Tatsächlich ist die Behauptung, Houston und seine Mitstreiter
hätten erstmals Erkenntnisse über die erstaunliche
Bevölkerungszahl der Maya geliefert,
schlichtweg falsch. Auch ist Lidar keine völlig neue Technik. Seit
2009 wird damit im Maya-Tiefland, das
sich über die heutigen Staaten Mexiko, Guatemala, Belize und
Honduras erstreckt, gearbeitet. Erste Erkenntnisse über die hohe
Siedlungsdichte wurden von Arlen und Diane Chase von der
University of Las Vegas 2011
publiziert. Ihre Untersuchungen führten sie in Belize durch. Auch
in Mexiko und Honduras wird die Maya-Kultur seit einigen Jahren
mit Lidar-Scannern erforscht. Das alles macht den Bericht von
National Geographic nicht weniger relevant. Er ist - und das ist
spektakulär genug - ein weiteres Puzzlestück, das bestens zu der
These passt, die sich in den vergangenen zwei Jahrzehnten
allmählich zum wissenschaftlichen Konsens gemausert hat: Die
Geschichte des vorkolumbianischen Amerikas muss komplett neu
geschrieben werden.
Auch deshalb, weil sie nie wirklich existierte. Bis zum Ende des
20. Jahrhunderts war diese Historie im
Grunde eine einzige Forschungslücke. Aber gerade das mache die
Alt-Amerikanistik so faszinierend, findet Grube. "In der
Geschichte Europas sind die wichtigsten Pflöcke längst
eingeschlagen, in Amerika betreiben wir noch Grundlagenforschung."
Einig sind sich die meisten zeitgenössischen Grundlagenforscher
darüber, dass der amerikanische Kontinent vor 1492 unermesslich geschäftiger, dichter
besiedelt und weiter entwickelt war als 500
Jahre lang behauptet und gerne geglaubt wurde.
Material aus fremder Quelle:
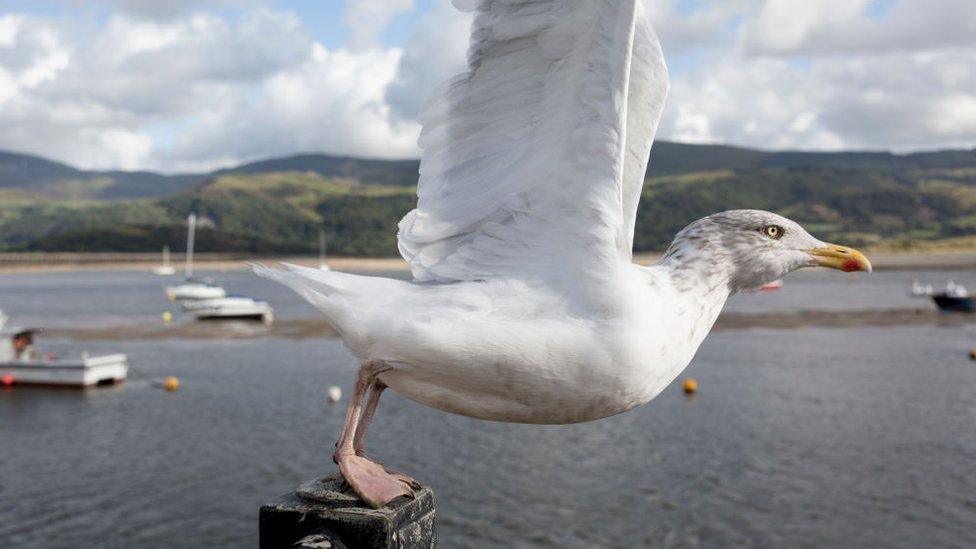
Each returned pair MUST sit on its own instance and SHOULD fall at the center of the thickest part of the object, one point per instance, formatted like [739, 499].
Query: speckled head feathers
[739, 249]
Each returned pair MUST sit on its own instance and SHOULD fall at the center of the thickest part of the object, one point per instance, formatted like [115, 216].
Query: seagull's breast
[538, 368]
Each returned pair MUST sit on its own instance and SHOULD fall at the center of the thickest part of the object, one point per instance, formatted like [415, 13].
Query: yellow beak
[840, 257]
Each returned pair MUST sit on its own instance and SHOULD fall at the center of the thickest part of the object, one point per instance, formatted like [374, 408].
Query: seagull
[525, 304]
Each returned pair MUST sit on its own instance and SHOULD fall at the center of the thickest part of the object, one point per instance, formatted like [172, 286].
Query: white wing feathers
[534, 159]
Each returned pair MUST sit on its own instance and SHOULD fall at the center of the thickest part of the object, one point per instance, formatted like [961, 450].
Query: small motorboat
[921, 290]
[20, 364]
[195, 290]
[955, 299]
[232, 308]
[165, 269]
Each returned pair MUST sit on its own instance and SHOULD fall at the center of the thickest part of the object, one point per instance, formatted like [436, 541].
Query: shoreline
[308, 328]
[11, 263]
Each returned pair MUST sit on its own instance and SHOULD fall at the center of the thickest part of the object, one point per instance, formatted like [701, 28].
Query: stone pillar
[322, 514]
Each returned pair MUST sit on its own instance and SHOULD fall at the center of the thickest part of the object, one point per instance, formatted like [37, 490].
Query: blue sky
[194, 84]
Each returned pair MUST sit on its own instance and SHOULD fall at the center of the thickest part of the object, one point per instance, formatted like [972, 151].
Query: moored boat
[192, 288]
[955, 298]
[21, 365]
[233, 308]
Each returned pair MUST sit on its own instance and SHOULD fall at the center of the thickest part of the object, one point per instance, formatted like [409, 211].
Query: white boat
[212, 303]
[233, 308]
[921, 290]
[193, 289]
[21, 365]
[165, 269]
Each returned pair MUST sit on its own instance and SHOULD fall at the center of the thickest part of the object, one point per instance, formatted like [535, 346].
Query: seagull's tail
[323, 289]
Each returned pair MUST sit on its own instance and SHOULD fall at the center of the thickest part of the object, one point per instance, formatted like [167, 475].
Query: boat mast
[321, 247]
[191, 229]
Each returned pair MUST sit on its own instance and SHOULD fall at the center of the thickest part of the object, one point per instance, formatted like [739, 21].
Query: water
[815, 437]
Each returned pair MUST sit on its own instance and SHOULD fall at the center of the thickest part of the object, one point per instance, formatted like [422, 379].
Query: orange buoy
[171, 383]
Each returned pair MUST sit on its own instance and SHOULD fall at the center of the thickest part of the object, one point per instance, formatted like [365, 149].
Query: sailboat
[193, 289]
[322, 264]
[165, 269]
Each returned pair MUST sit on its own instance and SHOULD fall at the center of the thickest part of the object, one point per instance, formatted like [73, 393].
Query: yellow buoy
[171, 383]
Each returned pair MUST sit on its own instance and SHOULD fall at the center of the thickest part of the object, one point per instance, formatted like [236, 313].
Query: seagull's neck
[704, 277]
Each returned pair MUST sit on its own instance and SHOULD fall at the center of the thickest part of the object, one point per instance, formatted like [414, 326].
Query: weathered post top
[322, 513]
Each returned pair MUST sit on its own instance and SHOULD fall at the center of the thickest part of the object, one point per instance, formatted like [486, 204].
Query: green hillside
[56, 181]
[283, 212]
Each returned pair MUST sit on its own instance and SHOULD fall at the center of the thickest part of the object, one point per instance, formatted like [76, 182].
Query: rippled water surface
[814, 437]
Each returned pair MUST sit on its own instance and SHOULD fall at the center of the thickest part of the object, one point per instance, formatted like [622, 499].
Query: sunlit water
[814, 437]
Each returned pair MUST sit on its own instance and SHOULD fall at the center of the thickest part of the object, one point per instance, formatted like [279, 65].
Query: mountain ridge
[57, 180]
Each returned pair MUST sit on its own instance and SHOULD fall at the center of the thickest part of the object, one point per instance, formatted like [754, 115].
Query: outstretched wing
[534, 159]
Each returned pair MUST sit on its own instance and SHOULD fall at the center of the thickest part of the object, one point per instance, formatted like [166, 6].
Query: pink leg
[371, 482]
[367, 416]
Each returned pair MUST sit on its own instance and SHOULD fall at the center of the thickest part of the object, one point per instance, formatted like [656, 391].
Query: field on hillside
[282, 212]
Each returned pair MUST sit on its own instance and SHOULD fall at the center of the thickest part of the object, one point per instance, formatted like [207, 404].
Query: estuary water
[803, 437]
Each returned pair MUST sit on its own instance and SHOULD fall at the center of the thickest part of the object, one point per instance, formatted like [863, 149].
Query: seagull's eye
[773, 231]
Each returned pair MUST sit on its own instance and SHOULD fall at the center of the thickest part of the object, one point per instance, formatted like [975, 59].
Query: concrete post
[323, 514]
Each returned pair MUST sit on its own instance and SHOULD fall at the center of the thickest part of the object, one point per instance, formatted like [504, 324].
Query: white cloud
[436, 50]
[838, 27]
[368, 18]
[178, 86]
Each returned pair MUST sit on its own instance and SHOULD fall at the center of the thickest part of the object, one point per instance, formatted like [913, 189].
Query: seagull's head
[749, 248]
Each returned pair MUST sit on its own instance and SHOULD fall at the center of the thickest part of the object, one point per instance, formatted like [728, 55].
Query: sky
[192, 85]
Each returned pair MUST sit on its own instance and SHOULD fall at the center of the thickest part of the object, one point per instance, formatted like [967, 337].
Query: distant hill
[283, 212]
[46, 178]
[60, 181]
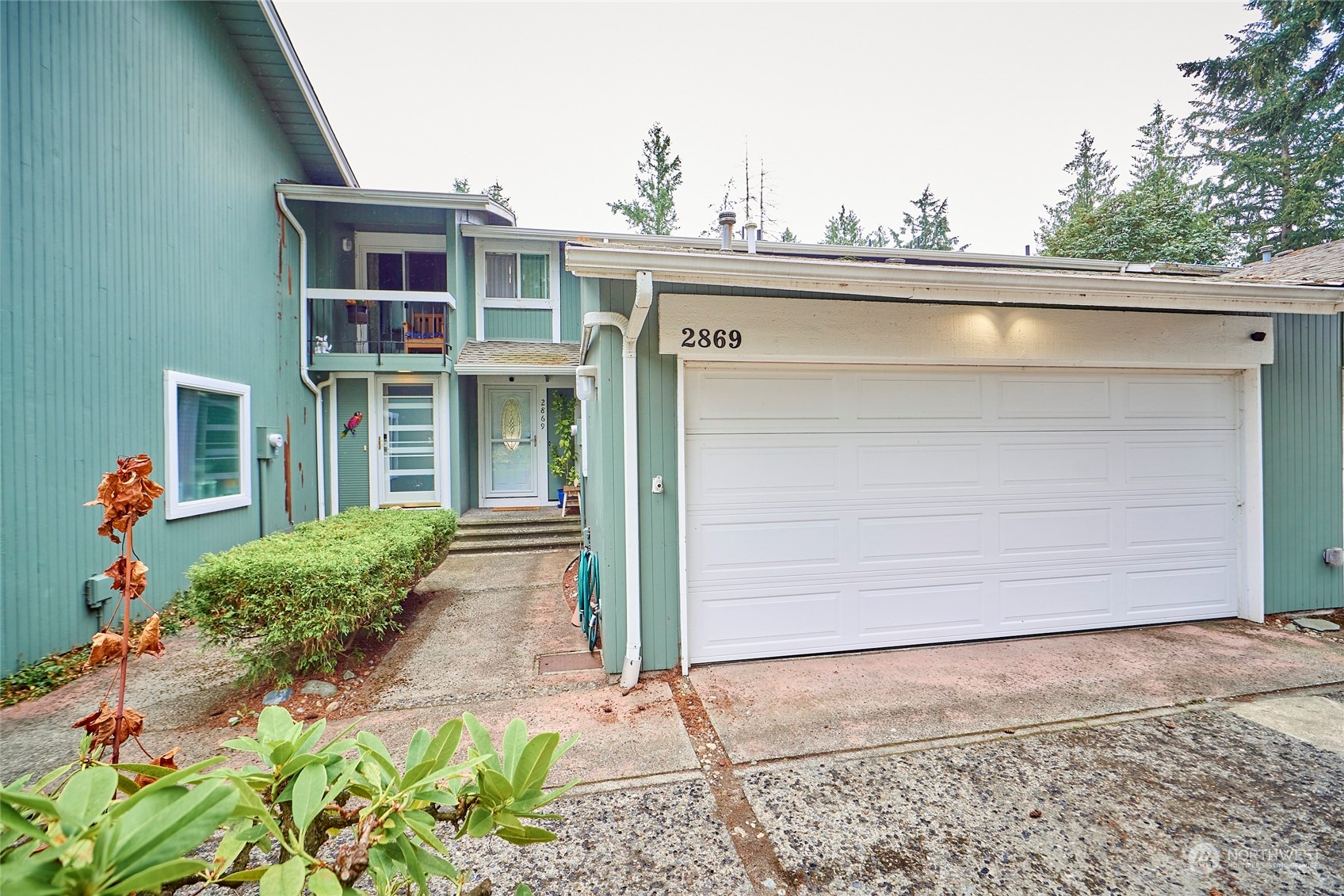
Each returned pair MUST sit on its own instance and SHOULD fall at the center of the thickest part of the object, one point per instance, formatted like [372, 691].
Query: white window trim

Alles "edle Wilde" damals? Das stimmt keineswegs
Grube und sein Kollege Simon Martin publizierten im Jahr 2000 ein Standardwerk zur Blütezeit der
Maya-Kultur zwischen dem vierten und achten Jahrhundert. Darin
beschreiben sie eine Welt aus Stadtstaaten, deren politische
Landschaft und religiöse Mythen sich in vieler Hinsicht mit dem
antiken Griechenland vergleichen lassen. Die Maya hatten eine voll
entwickelte Schrift, einen komplexen Kalender, sie rechneten mit
der Null, betrieben intensive Landwirtschaft und führten
untereinander Kriege wie Athen gegen Sparta. Die von Houston
angegebene Gesamtbevölkerungszahl des Maya-Tieflandes von 15 bis 20
Millionen Menschen hält Grube für gewagt. Noch sei es zu früh,
eine seriöse Schätzung abzugeben, aber er stimmt mit Charles Mann
darüber ein, dass es sich um das am dichtesten besiedelte Gebiet
der damaligen Zeit gehandelt haben könnte. Es ist so gesehen
geradezu bizarr, von einer Alten Welt und einer Neuen Welt
zu sprechen.
Dass es im präkolumbianischen Amerika riesige Metropolen gab wie
Teotihuacán im mexikanischen Hochland (150
000 bis 200 000 Einwohner),
steht außer Frage. Die neueren Schätzungen zur ursprünglichen
Bevölkerungsdichte des Kontinents beziehen sich aber nicht nur auf
die bekannten Hochkulturen der Maya, der Inka und der Azteken.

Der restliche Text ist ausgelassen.